Tuesday, November 18, 2014

Cranberry Orange Cheesecake

Thanksgiving is fast approaching!

Which means it is time to start planning for your Thanksgiving dinner, and more importantly, your Thanksgiving desserts!  This cheesecake starts with a gingersnap crust and is lightly flavored with orange, and then topped with cranberries and orange zest, and looks and smells amazing!

I made this particular cheesecake to be sold at The Festival of Trees this week, and I will admit that I am jealous of whoever gets to buy it and eat this beauty!

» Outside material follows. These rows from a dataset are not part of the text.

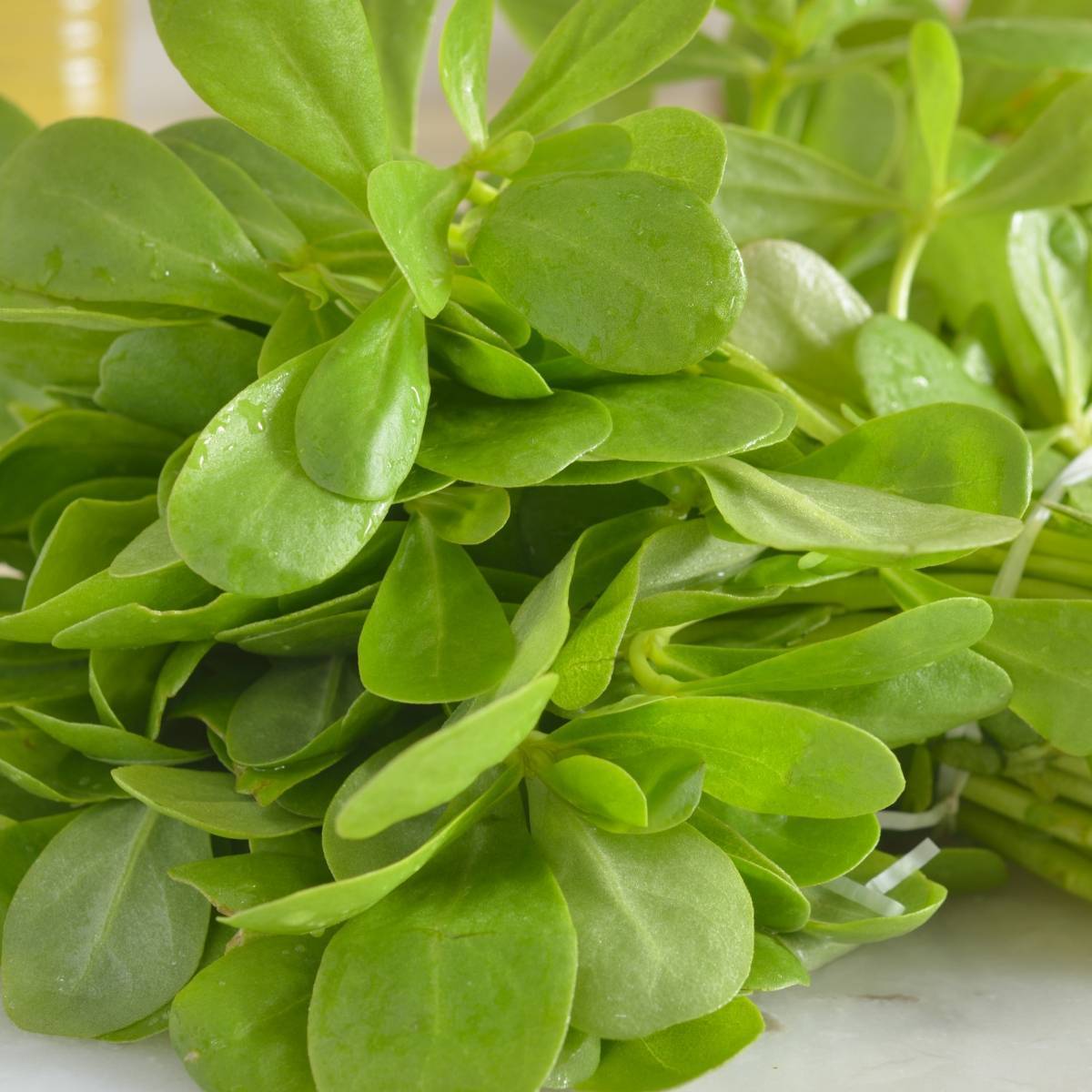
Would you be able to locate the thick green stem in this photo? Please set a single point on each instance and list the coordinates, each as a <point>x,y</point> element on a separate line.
<point>1051,861</point>
<point>1063,822</point>
<point>905,267</point>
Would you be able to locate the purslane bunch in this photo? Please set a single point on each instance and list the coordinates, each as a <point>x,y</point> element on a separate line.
<point>463,622</point>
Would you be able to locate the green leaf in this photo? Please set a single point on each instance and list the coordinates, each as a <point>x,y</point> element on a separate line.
<point>464,514</point>
<point>267,549</point>
<point>413,205</point>
<point>677,1054</point>
<point>1033,44</point>
<point>426,967</point>
<point>1048,257</point>
<point>359,420</point>
<point>600,47</point>
<point>248,879</point>
<point>464,66</point>
<point>677,143</point>
<point>70,446</point>
<point>96,936</point>
<point>308,86</point>
<point>800,316</point>
<point>774,966</point>
<point>241,1022</point>
<point>298,329</point>
<point>207,802</point>
<point>578,1060</point>
<point>436,632</point>
<point>917,705</point>
<point>759,754</point>
<point>442,764</point>
<point>1046,165</point>
<point>793,512</point>
<point>86,538</point>
<point>686,419</point>
<point>775,187</point>
<point>26,672</point>
<point>596,147</point>
<point>46,769</point>
<point>108,743</point>
<point>284,711</point>
<point>778,902</point>
<point>467,356</point>
<point>811,851</point>
<point>904,642</point>
<point>857,120</point>
<point>687,945</point>
<point>331,904</point>
<point>904,366</point>
<point>136,224</point>
<point>555,247</point>
<point>276,238</point>
<point>401,31</point>
<point>604,793</point>
<point>21,844</point>
<point>836,917</point>
<point>316,207</point>
<point>509,443</point>
<point>15,126</point>
<point>176,378</point>
<point>533,20</point>
<point>937,82</point>
<point>944,454</point>
<point>1040,645</point>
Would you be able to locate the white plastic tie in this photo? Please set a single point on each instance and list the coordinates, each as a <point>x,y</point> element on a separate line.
<point>905,867</point>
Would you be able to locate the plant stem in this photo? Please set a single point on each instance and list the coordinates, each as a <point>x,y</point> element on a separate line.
<point>768,91</point>
<point>905,267</point>
<point>1041,855</point>
<point>1063,822</point>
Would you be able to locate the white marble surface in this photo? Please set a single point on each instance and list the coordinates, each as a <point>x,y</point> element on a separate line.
<point>995,995</point>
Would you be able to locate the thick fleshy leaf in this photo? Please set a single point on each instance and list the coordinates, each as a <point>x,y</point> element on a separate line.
<point>774,187</point>
<point>176,378</point>
<point>560,248</point>
<point>678,1054</point>
<point>475,958</point>
<point>401,30</point>
<point>360,416</point>
<point>132,224</point>
<point>464,514</point>
<point>509,443</point>
<point>207,801</point>
<point>1046,165</point>
<point>97,936</point>
<point>759,754</point>
<point>686,419</point>
<point>315,207</point>
<point>331,904</point>
<point>600,47</point>
<point>441,765</point>
<point>268,546</point>
<point>793,512</point>
<point>276,238</point>
<point>464,66</point>
<point>904,366</point>
<point>688,947</point>
<point>243,1021</point>
<point>413,205</point>
<point>678,143</point>
<point>436,632</point>
<point>304,80</point>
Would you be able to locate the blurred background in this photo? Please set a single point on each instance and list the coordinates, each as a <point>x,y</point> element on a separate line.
<point>60,58</point>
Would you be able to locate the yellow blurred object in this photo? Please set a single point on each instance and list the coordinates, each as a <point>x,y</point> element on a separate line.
<point>60,58</point>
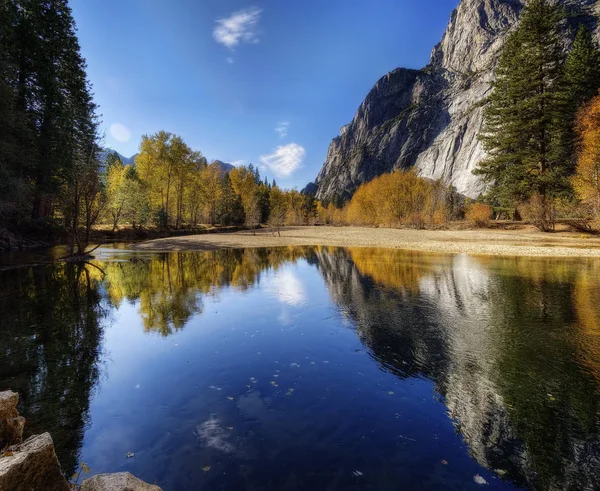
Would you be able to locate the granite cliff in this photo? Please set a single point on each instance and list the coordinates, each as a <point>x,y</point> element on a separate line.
<point>429,119</point>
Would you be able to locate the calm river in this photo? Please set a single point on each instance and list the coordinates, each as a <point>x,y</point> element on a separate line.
<point>311,368</point>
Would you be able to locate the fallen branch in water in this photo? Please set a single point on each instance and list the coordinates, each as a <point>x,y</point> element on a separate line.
<point>80,256</point>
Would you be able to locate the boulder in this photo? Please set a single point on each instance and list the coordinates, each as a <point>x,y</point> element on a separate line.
<point>32,465</point>
<point>11,424</point>
<point>121,481</point>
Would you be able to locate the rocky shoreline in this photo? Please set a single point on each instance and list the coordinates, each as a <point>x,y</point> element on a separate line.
<point>32,465</point>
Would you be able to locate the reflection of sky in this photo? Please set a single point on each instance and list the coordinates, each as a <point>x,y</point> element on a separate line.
<point>287,287</point>
<point>234,390</point>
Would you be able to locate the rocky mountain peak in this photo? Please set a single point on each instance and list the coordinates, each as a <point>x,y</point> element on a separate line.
<point>429,119</point>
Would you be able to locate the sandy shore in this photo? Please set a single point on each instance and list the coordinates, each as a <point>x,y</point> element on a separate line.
<point>524,242</point>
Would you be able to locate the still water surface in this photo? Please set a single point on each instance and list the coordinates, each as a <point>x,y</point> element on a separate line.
<point>311,368</point>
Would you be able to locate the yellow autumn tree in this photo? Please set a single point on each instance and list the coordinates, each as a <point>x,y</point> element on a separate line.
<point>401,198</point>
<point>245,185</point>
<point>586,181</point>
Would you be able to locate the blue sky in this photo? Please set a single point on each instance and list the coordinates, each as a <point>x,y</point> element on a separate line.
<point>268,82</point>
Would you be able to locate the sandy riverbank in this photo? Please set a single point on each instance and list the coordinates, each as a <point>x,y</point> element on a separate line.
<point>522,242</point>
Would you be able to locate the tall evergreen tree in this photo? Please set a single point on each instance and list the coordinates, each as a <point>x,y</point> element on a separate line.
<point>581,83</point>
<point>521,125</point>
<point>46,107</point>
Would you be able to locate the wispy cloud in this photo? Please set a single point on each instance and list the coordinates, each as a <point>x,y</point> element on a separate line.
<point>285,159</point>
<point>120,132</point>
<point>239,27</point>
<point>282,128</point>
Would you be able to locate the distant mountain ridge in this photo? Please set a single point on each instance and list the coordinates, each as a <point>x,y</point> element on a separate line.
<point>224,166</point>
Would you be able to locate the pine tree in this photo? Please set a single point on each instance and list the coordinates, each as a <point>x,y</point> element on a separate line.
<point>520,125</point>
<point>581,83</point>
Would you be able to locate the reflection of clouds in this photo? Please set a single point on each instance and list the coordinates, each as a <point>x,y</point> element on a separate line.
<point>211,434</point>
<point>288,288</point>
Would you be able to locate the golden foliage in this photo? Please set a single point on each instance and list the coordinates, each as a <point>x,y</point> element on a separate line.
<point>479,215</point>
<point>586,181</point>
<point>400,199</point>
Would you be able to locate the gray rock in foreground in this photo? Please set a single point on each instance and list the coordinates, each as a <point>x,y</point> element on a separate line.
<point>32,465</point>
<point>121,481</point>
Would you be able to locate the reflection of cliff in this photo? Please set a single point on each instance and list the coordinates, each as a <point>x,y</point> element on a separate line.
<point>512,345</point>
<point>49,347</point>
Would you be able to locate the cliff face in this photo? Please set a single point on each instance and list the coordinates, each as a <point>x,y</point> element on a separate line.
<point>429,119</point>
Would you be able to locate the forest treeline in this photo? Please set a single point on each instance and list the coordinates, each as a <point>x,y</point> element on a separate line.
<point>540,126</point>
<point>49,152</point>
<point>541,133</point>
<point>171,186</point>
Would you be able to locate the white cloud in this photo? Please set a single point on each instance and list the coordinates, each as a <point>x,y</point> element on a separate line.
<point>282,128</point>
<point>285,159</point>
<point>239,27</point>
<point>120,132</point>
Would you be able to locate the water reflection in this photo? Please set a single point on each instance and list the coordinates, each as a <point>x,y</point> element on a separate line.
<point>52,324</point>
<point>511,346</point>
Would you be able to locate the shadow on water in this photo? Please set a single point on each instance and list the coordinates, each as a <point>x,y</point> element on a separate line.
<point>511,346</point>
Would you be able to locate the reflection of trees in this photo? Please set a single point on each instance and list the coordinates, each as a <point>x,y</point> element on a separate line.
<point>49,347</point>
<point>169,287</point>
<point>512,345</point>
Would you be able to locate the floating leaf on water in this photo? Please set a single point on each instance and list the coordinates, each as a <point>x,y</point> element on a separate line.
<point>478,479</point>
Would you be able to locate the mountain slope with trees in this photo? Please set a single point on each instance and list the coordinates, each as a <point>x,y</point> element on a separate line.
<point>430,119</point>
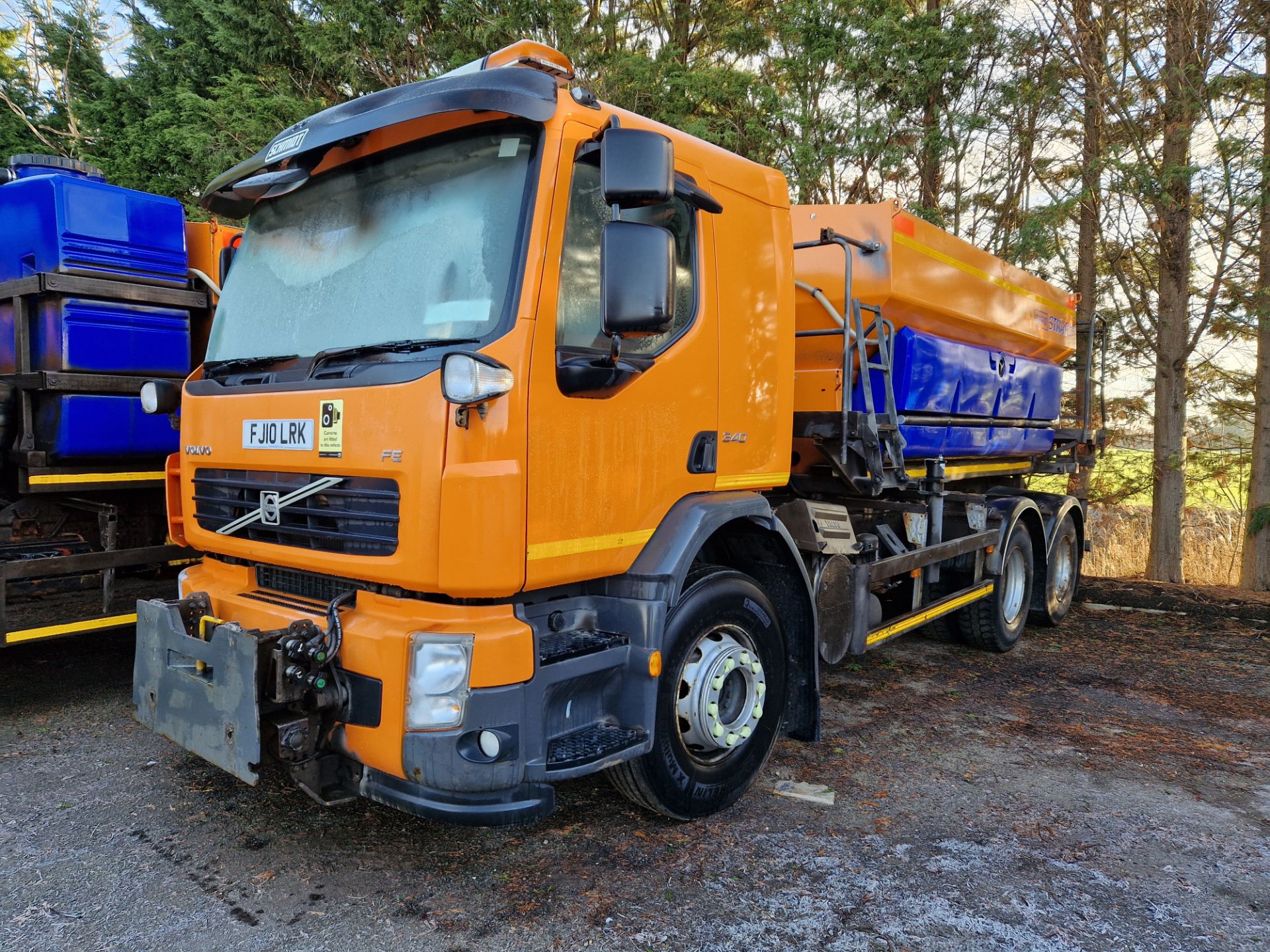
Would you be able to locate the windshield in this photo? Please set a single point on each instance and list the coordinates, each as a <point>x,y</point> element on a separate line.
<point>421,244</point>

Cranberry Orange Cheesecake



1 3/4 c. gingersnap crumbs
1/3 c. butter (melted)


24 oz. cream cheese (softened)
1 c. sugar
1 c. plain Greek yogurt (room temperature)
3 eggs (room temperature)
1 1/2 tsp vanilla
1/2 tsp orange extract
zest of 1 orange


1 bag cranberries
1 c. sugar
1 c. water

zest of 1 orange


Preheat oven to 350.


In a medium bowl, mix gingersnap crumbs with the melted butter, then press into the bottom of a 9-inch springform pan.

Bake for 10 minutes.

Remove from oven and reduce temperature to 325.


In a large bowl, beat the cream cheese with an electric hand mixer until smooth.  Mix in the sugar, yogurt and eggs with the mixer for another 2 minutes.  Stir in the extracts and orange zest.  Pour into the prepared crust.

Place the pan in the oven on a rack above a 9x13 pan containing about half an inch of water.

Bake for an hour and a half.  Once done baking, turn off the oven, leaving the pan in the oven with the door ajar for an additional hour.

Move to the refrigerator to set for at least 3 hours.


Place cranberries, water and sugar in a medium saucepan over medium heat.  Cook berries until they pop and begin to slightly reduce but retain their shape.

Using a slotted spoon, pour cranberries onto the chilled cheesecake.  Top with orange zest.